The River Before All Rivers Spoke

A Black woman kneeling beside a glowing blue river marked with ancient symbols, representing the moment before the river gained its voice.
Before our river spoke its first name.

I stood on the edge of a river that did not flow left or right. Its surface moved like thought—circles within circles—quiet but impossibly deep.

The water was not clear or muddy; it was something beyond color, holding all shades at once. When I looked into it, I did not see my reflection. Instead, I saw paths—some I had walked, some I had refused, and some that belonged to lives I had not yet touched.

I understood that this was the mother of every river I have known: the Jejeti, the streams of my childhood, even the hidden waters that run under cities. Each of them was a sentence spoken from this first, patient mouth. Here, the world’s thirst was already known and already answered.

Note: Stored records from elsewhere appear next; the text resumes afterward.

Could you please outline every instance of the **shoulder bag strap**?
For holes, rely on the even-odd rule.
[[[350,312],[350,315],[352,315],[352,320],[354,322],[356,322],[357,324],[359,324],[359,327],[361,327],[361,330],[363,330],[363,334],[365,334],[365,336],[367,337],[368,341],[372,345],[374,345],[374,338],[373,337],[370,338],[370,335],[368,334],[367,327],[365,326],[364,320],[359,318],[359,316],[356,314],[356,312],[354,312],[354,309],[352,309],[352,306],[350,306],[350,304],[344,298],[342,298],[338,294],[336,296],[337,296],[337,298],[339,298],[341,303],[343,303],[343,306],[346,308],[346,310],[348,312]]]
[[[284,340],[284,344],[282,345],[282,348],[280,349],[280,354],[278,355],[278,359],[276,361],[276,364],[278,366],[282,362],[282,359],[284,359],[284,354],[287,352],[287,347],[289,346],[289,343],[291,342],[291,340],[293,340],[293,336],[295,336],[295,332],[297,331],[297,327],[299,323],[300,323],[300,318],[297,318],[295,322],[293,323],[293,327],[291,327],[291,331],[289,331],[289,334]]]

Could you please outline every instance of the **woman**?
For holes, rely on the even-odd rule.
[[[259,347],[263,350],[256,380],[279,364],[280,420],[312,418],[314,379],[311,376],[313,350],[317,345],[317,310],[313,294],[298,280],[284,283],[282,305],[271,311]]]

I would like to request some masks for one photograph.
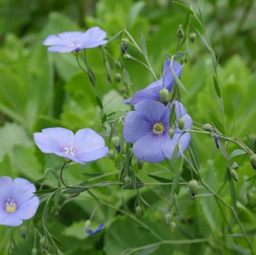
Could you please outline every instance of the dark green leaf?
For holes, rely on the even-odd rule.
[[[170,160],[170,168],[172,169],[174,167],[175,163],[176,163],[177,159],[178,158],[178,154],[179,153],[179,147],[178,147],[178,144],[176,145],[174,148],[174,152],[173,153],[173,155]]]
[[[142,188],[144,187],[145,184],[144,184],[143,182],[135,182],[135,189],[140,189],[141,188]],[[133,190],[133,186],[132,183],[129,183],[126,184],[126,185],[124,185],[123,186],[122,186],[122,189],[125,189],[125,190]]]
[[[234,150],[233,151],[231,154],[229,155],[229,157],[228,158],[229,159],[236,156],[238,156],[239,155],[242,155],[243,154],[246,154],[246,152],[244,150]]]
[[[145,40],[145,38],[144,37],[143,34],[141,34],[140,45],[143,56],[145,59],[147,59],[147,51],[146,49],[146,41]]]
[[[153,174],[148,174],[147,175],[153,179],[155,179],[160,182],[164,183],[168,183],[169,182],[172,182],[173,180],[170,179],[166,179],[166,178],[160,177],[160,176],[157,176],[156,175],[153,175]]]
[[[58,190],[58,188],[54,188],[53,189],[48,189],[47,190],[41,190],[40,191],[37,191],[34,192],[34,194],[44,194],[44,193],[52,193],[54,191]]]
[[[218,97],[219,97],[219,98],[221,98],[221,90],[220,90],[219,83],[218,83],[218,81],[215,76],[214,76],[214,87],[215,88],[215,90],[216,91],[216,93],[217,94]]]
[[[80,193],[86,191],[88,188],[69,188],[66,191],[64,191],[62,194],[76,194]]]
[[[54,241],[55,243],[56,243],[57,244],[59,244],[60,245],[61,245],[62,246],[65,248],[68,248],[63,243],[61,243],[61,242],[60,242],[60,241],[57,239],[55,237],[54,237],[52,235],[51,235],[51,237],[53,239],[53,241]]]

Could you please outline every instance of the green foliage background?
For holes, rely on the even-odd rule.
[[[197,10],[195,2],[183,3],[192,4]],[[199,2],[199,5],[213,48],[220,55],[218,72],[225,126],[220,124],[221,115],[210,54],[198,35],[193,43],[184,43],[181,48],[188,53],[181,76],[188,92],[182,92],[182,102],[193,120],[202,124],[213,123],[220,130],[225,129],[228,135],[248,144],[247,136],[252,140],[255,132],[255,1],[208,0]],[[3,0],[0,10],[0,176],[25,177],[35,182],[38,189],[58,187],[60,183],[54,176],[54,173],[59,173],[62,159],[41,153],[33,142],[33,133],[56,126],[74,132],[84,127],[95,129],[97,127],[97,131],[102,134],[104,130],[100,127],[100,108],[94,88],[78,67],[75,58],[71,54],[48,52],[42,41],[50,34],[83,31],[94,26],[106,31],[110,37],[127,28],[137,42],[140,41],[141,33],[144,35],[150,61],[160,77],[165,59],[163,52],[175,54],[177,30],[179,24],[185,22],[186,11],[168,0],[65,0],[54,3],[50,0]],[[196,29],[202,32],[194,19],[191,18],[191,23],[186,29],[188,33],[197,33]],[[118,39],[108,44],[107,49],[116,59],[119,58]],[[135,58],[143,59],[132,47],[129,47],[128,52]],[[129,110],[130,106],[121,103],[123,97],[119,94],[124,81],[118,83],[114,79],[114,63],[110,60],[113,78],[110,83],[102,50],[92,49],[87,53],[103,104],[106,104],[105,113]],[[154,77],[142,65],[131,60],[124,61],[133,93],[154,81]],[[121,125],[118,126],[120,136],[121,128]],[[240,155],[232,159],[232,163],[236,161],[239,166],[237,170],[239,181],[232,182],[234,190],[230,193],[223,151],[216,149],[209,135],[193,133],[191,136],[204,179],[216,192],[225,183],[219,195],[228,203],[231,195],[235,196],[238,215],[252,245],[254,241],[255,250],[255,195],[250,203],[246,199],[249,183],[245,180],[255,174],[249,156]],[[109,138],[105,138],[109,145]],[[113,149],[112,145],[109,146]],[[229,144],[230,153],[236,149],[239,148]],[[136,175],[145,182],[158,182],[148,174],[173,179],[177,170],[170,171],[167,160],[161,164],[144,163],[141,170],[138,169],[136,160],[134,163]],[[65,170],[65,177],[70,183],[83,180],[94,183],[99,181],[96,176],[102,174],[106,174],[103,180],[115,180],[116,171],[114,162],[105,157],[86,167],[71,164]],[[40,180],[46,176],[47,178],[40,187]],[[189,181],[190,179],[189,170],[183,169],[182,180]],[[59,246],[65,254],[120,254],[127,248],[159,242],[151,229],[174,244],[150,246],[132,254],[249,254],[231,212],[217,204],[212,196],[206,196],[207,191],[200,183],[199,196],[195,199],[191,198],[186,186],[181,186],[177,197],[180,215],[176,214],[176,228],[170,234],[164,224],[170,189],[165,186],[141,189],[141,194],[150,207],[145,208],[144,217],[137,221],[134,208],[135,192],[116,186],[94,189],[94,194],[109,205],[98,207],[92,225],[93,228],[103,222],[106,229],[90,237],[84,230],[84,222],[90,218],[97,201],[84,192],[65,203],[66,197],[59,194],[59,197],[51,202],[48,227],[68,247]],[[43,197],[34,217],[39,231],[45,201],[46,197]],[[18,250],[22,254],[30,254],[34,242],[33,229],[27,221],[25,223],[28,227],[26,239],[21,237],[18,228],[14,232]],[[141,222],[148,228],[143,227]],[[10,229],[0,226],[0,254],[7,254],[10,235]],[[183,244],[182,241],[204,238],[208,239],[198,243]],[[38,240],[36,245],[40,254]],[[49,246],[49,252],[53,253],[51,249]]]

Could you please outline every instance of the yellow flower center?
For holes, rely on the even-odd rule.
[[[17,206],[13,199],[10,200],[7,199],[6,203],[5,210],[7,213],[14,213],[16,211]]]
[[[164,127],[161,122],[153,124],[153,133],[160,135],[164,130]]]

The river began to speak without sound, the way deep things do. It showed me how every crossing I have made—every risk, every migration, every leaving and returning—had been recorded in its body. Not as fault or success, but as movement, as honest attempt.

I saw names fall into the water like stones, disappearing beneath the surface, yet sending ripples outward that never truly stopped. Some were ancestral names, taken by force and buried by history. Others were the quiet names we give ourselves in secret, trying to remember who we were before the world renamed us.

When I finally knelt and touched the surface, it did not feel wet. It felt like being recognized. A warmth rose through my hands and into my chest, as if the river was returning pieces of me I had left scattered along the way. I woke with a strange clarity: every river I meet from now on is not just water. It is a page of the Origin—still speaking, still remembering, still calling me home.

This was the last dream in the circle, but not an ending. It felt like the moment a book closes and the story continues quietly inside the reader. The Origin had remembered me. Now it was my turn to remember the Origin, with every step, every breath, every drop of water I meet.